Pancreatic cancer

We hear a lot about certain types of cancer, like breast cancer or prostate cancer, but what about pancreatic cancer? Although it is among the deadliest cancers in Canada, little is known about it. Find out more about this type of cancer by reading the following.

The pancreas: the big unknown

The pancreas is an organ located in the upper abdomen behind the stomach. It has two essential functions; the first is to release hormones in the bloodstream. Hormones are like messengers that control other body functions. The pancreas secretes two main hormones, insulin and glucagon. These hormones are responsible for controlling blood glucose (sugar levels in the blood).

The second function of the pancreas is to produce substances called “digestive enzymes”, which help the digestion of food. Once they have been produced, these enzymes travel to the small intestine through a conduit called the “pancreatic duct.”

Pancreatic cancer

All of the body’s organs and tissue are made up of many cells. Cancer occurs when certain cells begin to multiply abnormally. Pancreatic cancer most often affects the area of the pancreas that is responsible for the secretion of digestive enzymes in the pancreatic duct. Cancer only affects the area of the pancreas that is responsible for the secretion of hormones in approximately 5% of cases.

When cancer affects an organ, abnormal cells sometimes travel from this organ to other parts of the body. This cell migration leads to the formation of metastases (secondary cancer sites). Therefore, when cancer is diagnosed early, before the formation of metastases, chances for survival are improved.

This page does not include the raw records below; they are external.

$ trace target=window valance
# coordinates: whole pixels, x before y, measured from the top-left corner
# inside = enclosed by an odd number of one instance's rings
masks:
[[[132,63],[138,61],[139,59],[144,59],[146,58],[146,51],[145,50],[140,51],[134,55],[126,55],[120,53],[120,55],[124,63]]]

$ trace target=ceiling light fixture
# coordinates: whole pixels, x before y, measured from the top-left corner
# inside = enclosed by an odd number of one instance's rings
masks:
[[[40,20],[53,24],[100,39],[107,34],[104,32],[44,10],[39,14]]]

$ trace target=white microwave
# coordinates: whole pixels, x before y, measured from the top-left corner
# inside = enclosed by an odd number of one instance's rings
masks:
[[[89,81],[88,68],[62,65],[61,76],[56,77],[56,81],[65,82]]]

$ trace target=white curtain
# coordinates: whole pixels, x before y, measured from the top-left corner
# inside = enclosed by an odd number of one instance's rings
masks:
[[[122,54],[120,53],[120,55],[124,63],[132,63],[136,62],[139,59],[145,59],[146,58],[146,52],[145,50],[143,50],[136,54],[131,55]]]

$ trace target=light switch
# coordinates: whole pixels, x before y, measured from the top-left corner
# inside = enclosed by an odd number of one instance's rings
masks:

Pancreatic cancer is difficult to detect in its early stages because there are often no symptoms. Thus, it isn’t rare for this type of cancer to be diagnosed at an advanced stage, after the metastases have formed in other organs. This makes pancreatic cancer one of the deadliest cancers.

Risk factors

Pancreatic cancer mostly affects individuals aged 65 years and older. Nonetheless, people of all ages can be affected by it. There are various factors that increase the risk of suffering from this type of cancer. A few of them are non-modifiable, such as:

  • certain genetic problems
  • certain diseases (chronic pancreatitis and diabetes)
  • a family history of pancreatic cancer

Fortunately, other risk factors of pancreatic cancer are modifiable, namely:

  • smoking
  • obesity
  • exposure to various chemicals (some pesticides and colouring agents, among other things)
  • excessive alcohol consumption (a direct link to pancreatic cancer remains to be confirmed)

Avoiding these risk factors allows you to reduce the threat of pancreatic cancer. In fact, smoking constitutes the most important risk factor for this type of cancer. If you are considering to quit smoking, your pharmacist can help you in various ways:

  • by helping you establish an action plan
  • by recommending a smoke cessation aid, like a nicotine replacement product (patch, chewing gum, lozenges, inhaler, spray) or a prescription drug, and advise you on how to use them
  • by giving you valuable advice that can make quitting smoking permanently, easier

Therefore, you shouldn’t hesitate to talk to your pharmacist to obtain help to quit smoking.

Signs and symptoms

In the early stages, pancreatic cancer often goes unnoticed because there are few or no apparent symptoms. As the disease progresses, the following signs and symptoms appear:

  • feeling of fullness in the abdomen
  • bloating
  • nausea and vomiting
  • reduced appetite
  • diarrhea
  • oily stool
  • pain in the abdomen irradiating to the back
  • yellowish skin
  • fatigue, general malaise

These signs and symptoms can also be associated to other less serious conditions. If you are bothered by or worried about certain signs and symptoms, talk to a healthcare professional.

Treatment

Different treatments can be considered to combat pancreatic cancer. In some cases, especially when cancer is detected early, the treatment aims to heal, in other cases, treatment aims to ease symptoms and prolong life.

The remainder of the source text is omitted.